Looping run_tools into fresh batches runs entire agentic workloads at batch prices, one model turn per round:

chats = tickets.map { |t| support_chat(t).ask_later(t.body) }

loop do
  chats.each(&:run_tools)
  pending = chats.reject(&:complete?)
  break if pending.empty?

  batch = RubyLLM.batch(pending)
  sleep 60 until batch.complete?

  # batch.messages appends each answer to its chat; drop chats whose request
  # failed (a nil slot) so the loop can terminate.
  chats -= pending.zip(batch.messages).filter_map { |chat, message| chat unless message }
end

run_tools does nothing on chats without pending tool calls, and reject(&:complete?) keeps the chats heading into another round while finished conversations drop out.

For tools that need human approval before acting, don’t try to pause the loop.
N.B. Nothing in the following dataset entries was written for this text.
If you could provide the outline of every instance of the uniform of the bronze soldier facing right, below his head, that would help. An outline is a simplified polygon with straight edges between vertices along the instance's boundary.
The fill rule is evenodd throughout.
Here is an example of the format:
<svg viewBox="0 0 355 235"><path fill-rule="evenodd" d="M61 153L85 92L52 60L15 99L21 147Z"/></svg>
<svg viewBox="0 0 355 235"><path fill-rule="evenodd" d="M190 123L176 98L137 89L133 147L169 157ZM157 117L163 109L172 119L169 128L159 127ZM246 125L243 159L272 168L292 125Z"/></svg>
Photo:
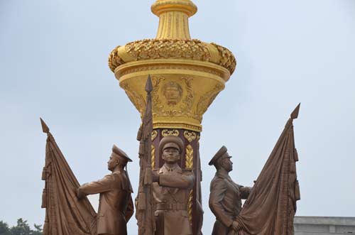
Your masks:
<svg viewBox="0 0 355 235"><path fill-rule="evenodd" d="M227 174L216 173L210 185L209 208L216 217L212 235L226 235L241 211L241 199L249 196L250 188L237 185Z"/></svg>

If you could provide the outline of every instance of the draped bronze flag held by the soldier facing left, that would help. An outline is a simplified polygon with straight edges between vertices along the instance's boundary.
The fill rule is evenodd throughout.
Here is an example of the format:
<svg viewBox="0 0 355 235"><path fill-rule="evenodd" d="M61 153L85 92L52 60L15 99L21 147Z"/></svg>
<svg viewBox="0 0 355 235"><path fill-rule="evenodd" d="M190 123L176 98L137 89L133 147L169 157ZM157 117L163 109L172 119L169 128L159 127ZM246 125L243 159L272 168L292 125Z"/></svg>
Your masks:
<svg viewBox="0 0 355 235"><path fill-rule="evenodd" d="M48 126L42 119L40 122L43 132L48 135L42 174L42 180L45 180L42 195L42 208L45 208L43 235L96 235L97 214L86 197L77 199L79 182Z"/></svg>

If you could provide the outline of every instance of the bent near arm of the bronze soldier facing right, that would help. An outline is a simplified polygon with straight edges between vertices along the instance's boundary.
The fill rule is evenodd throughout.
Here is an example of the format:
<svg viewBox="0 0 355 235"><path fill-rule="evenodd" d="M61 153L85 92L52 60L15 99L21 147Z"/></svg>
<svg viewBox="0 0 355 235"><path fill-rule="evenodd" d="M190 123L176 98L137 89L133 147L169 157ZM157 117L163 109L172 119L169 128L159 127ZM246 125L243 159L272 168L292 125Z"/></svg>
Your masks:
<svg viewBox="0 0 355 235"><path fill-rule="evenodd" d="M233 219L229 218L222 207L222 201L226 193L226 182L223 179L217 179L211 182L209 192L209 209L224 226L229 228L233 223Z"/></svg>

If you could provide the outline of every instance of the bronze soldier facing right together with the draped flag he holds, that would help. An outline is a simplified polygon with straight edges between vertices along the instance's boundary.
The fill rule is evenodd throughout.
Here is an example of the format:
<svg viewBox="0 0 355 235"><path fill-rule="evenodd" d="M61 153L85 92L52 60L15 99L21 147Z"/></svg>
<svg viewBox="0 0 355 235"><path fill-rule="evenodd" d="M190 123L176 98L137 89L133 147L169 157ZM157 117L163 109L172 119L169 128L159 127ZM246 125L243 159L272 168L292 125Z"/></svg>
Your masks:
<svg viewBox="0 0 355 235"><path fill-rule="evenodd" d="M234 185L234 194L228 195L226 185L230 180L224 177L227 180L218 183L217 171L217 176L211 183L209 197L209 206L217 218L212 234L293 235L296 201L300 200L300 187L296 175L298 155L295 148L293 119L297 119L299 111L300 104L290 115L250 195L247 188L238 185ZM225 147L222 147L212 158L210 165L218 162L222 153L226 153ZM242 198L248 198L243 209L241 209L240 199L235 200L234 203L231 202L232 198L235 199L239 195ZM231 203L231 207L224 205L227 202Z"/></svg>

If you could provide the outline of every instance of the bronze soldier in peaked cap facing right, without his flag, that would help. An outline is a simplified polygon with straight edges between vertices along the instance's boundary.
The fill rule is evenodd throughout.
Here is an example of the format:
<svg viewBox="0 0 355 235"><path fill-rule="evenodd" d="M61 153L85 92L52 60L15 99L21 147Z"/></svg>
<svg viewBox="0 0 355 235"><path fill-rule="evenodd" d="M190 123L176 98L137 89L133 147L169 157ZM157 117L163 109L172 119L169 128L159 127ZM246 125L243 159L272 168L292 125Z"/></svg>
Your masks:
<svg viewBox="0 0 355 235"><path fill-rule="evenodd" d="M217 169L209 193L209 208L216 217L212 235L232 234L239 229L235 219L241 211L241 199L247 199L251 188L237 185L231 180L229 172L233 170L233 163L225 146L219 149L208 164Z"/></svg>

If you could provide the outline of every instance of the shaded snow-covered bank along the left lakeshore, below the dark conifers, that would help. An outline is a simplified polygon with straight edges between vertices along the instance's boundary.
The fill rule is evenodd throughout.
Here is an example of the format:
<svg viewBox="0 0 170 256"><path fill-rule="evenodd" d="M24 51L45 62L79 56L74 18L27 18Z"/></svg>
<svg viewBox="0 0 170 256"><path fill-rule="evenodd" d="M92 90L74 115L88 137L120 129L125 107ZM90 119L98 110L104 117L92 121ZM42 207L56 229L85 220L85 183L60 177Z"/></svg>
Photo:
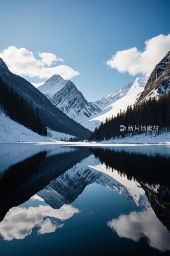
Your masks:
<svg viewBox="0 0 170 256"><path fill-rule="evenodd" d="M4 113L0 113L0 143L1 142L50 142L51 140L69 140L70 134L52 131L47 127L48 137L41 136L25 126L16 123Z"/></svg>

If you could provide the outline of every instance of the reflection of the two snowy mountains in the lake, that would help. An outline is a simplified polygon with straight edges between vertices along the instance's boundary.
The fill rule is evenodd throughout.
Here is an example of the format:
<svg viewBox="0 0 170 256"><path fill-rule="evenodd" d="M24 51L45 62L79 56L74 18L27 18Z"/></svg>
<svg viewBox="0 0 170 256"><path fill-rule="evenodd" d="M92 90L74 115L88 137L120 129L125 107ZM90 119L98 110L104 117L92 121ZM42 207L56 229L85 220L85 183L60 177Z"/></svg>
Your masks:
<svg viewBox="0 0 170 256"><path fill-rule="evenodd" d="M37 195L52 208L58 209L63 204L72 203L87 185L94 182L132 200L137 206L147 201L144 190L137 181L130 181L126 175L120 176L115 170L107 170L105 164L100 164L99 158L96 159L93 155L51 181Z"/></svg>

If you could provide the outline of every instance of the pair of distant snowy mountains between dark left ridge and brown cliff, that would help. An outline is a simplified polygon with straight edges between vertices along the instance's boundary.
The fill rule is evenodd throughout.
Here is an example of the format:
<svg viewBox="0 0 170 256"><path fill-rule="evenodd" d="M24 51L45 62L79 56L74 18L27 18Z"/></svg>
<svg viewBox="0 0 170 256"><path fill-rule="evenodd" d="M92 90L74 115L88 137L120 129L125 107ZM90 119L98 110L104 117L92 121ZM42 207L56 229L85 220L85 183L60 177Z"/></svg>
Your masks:
<svg viewBox="0 0 170 256"><path fill-rule="evenodd" d="M106 117L117 115L120 109L123 111L128 105L133 105L145 84L144 78L137 77L132 83L94 103L85 100L70 80L64 80L59 75L52 76L37 89L67 116L93 131Z"/></svg>

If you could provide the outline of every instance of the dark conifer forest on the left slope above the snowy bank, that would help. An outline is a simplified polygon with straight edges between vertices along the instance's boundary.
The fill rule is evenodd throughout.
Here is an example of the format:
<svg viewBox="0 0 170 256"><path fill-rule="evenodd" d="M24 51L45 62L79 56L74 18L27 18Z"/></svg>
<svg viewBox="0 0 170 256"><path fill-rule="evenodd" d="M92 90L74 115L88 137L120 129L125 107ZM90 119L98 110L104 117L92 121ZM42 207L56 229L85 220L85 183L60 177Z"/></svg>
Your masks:
<svg viewBox="0 0 170 256"><path fill-rule="evenodd" d="M34 112L22 96L3 82L0 76L0 112L4 112L15 122L24 125L40 135L47 135L45 124L39 117L39 109Z"/></svg>

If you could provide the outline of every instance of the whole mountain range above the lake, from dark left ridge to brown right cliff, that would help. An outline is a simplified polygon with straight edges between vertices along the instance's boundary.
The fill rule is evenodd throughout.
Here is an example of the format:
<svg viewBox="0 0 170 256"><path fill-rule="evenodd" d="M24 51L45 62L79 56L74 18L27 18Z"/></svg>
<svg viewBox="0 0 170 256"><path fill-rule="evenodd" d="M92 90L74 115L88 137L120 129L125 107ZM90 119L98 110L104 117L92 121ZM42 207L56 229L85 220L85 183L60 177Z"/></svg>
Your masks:
<svg viewBox="0 0 170 256"><path fill-rule="evenodd" d="M156 65L148 81L137 77L130 84L94 103L88 102L70 80L64 80L59 75L49 78L37 90L24 78L11 73L1 58L0 76L26 98L30 106L39 108L40 117L47 127L88 138L90 131L105 122L106 117L116 116L120 109L123 112L128 105L140 104L149 97L159 98L161 94L166 94L170 90L169 57L170 51Z"/></svg>

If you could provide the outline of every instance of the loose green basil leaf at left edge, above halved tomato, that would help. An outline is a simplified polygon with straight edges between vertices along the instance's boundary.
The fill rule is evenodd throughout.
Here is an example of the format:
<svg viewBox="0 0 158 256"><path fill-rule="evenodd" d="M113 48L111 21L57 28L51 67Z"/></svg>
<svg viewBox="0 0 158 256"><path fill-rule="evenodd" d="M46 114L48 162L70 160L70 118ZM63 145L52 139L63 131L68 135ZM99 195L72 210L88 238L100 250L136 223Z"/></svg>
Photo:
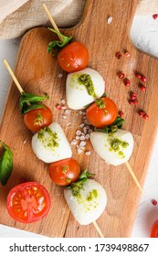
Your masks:
<svg viewBox="0 0 158 256"><path fill-rule="evenodd" d="M2 144L5 149L4 155L0 158L0 181L1 184L5 186L13 170L13 153L2 141L0 141L0 144Z"/></svg>

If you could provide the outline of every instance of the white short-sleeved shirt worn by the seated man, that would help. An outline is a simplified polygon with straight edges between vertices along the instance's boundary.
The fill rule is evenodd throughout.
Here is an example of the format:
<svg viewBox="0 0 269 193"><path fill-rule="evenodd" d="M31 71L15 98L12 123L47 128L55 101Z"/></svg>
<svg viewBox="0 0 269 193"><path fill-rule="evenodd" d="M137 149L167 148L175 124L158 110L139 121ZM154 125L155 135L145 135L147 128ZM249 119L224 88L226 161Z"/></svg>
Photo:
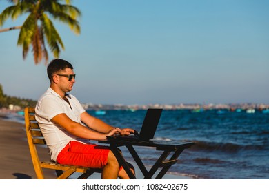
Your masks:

Ask inside the tool and return the outcome as its result, so the conversation stays valid:

def execute(id:)
  return "Approval not given; the user declined." unless approved?(id)

  Record.find(id).destroy!
  "Deleted record #{id}."
end

Rails Integration

Batch results flow through the same callbacks as synchronous responses, so acts_as_chat persistence works unchanged. ask_later works on your records too, and RubyLLM.batch takes the records directly: staged questions and collected answers land in the database with tokens and model attached.

Add a batch_id column to your chats (add_column :chats, :batch_id, :string) so a later job can find them:

chats = tickets.map do |ticket|
  Chat.create!(model: "claude-haiku-4-5").ask_later(ticket.body)
end

batch = RubyLLM.batch(chats)
Chat.where(id: chats).update_all(batch_id: batch.id)
BatchPollJob.perform_later(batch.id, provider: :anthropic)

When polling from another process, the original chat objects are gone; append the messages yourself:

class BatchPollJob < ApplicationJob
  def perform(batch_id, provider:)
    batch = RubyLLM.batch(batch_id, provider: provider)
    return self.class.set(wait: 10.minutes).perform_later(batch_id, provider: provider) unless batch.complete?

    Chat.where(batch_id: batch_id).order(:id).zip(batch.messages) do |chat, message|
      chat.to_llm.add_completion(message) if message
    end
  end
end

add_completion is the out-of-band counterpart to a synchronous response: it appends the message and fires the persistence callbacks.

Provider Notes

Anthropic: up to 100,000 requests or 256 MB per batch. Mixed models in one batch are supported. Request validation is asynchronous: a malformed request comes back as a failed result after the batch ends, not as a submission error. Results stay downloadable for 29 days.
Other providers: not supported yet. RubyLLM.batch raises RubyLLM::Error for providers without batch support.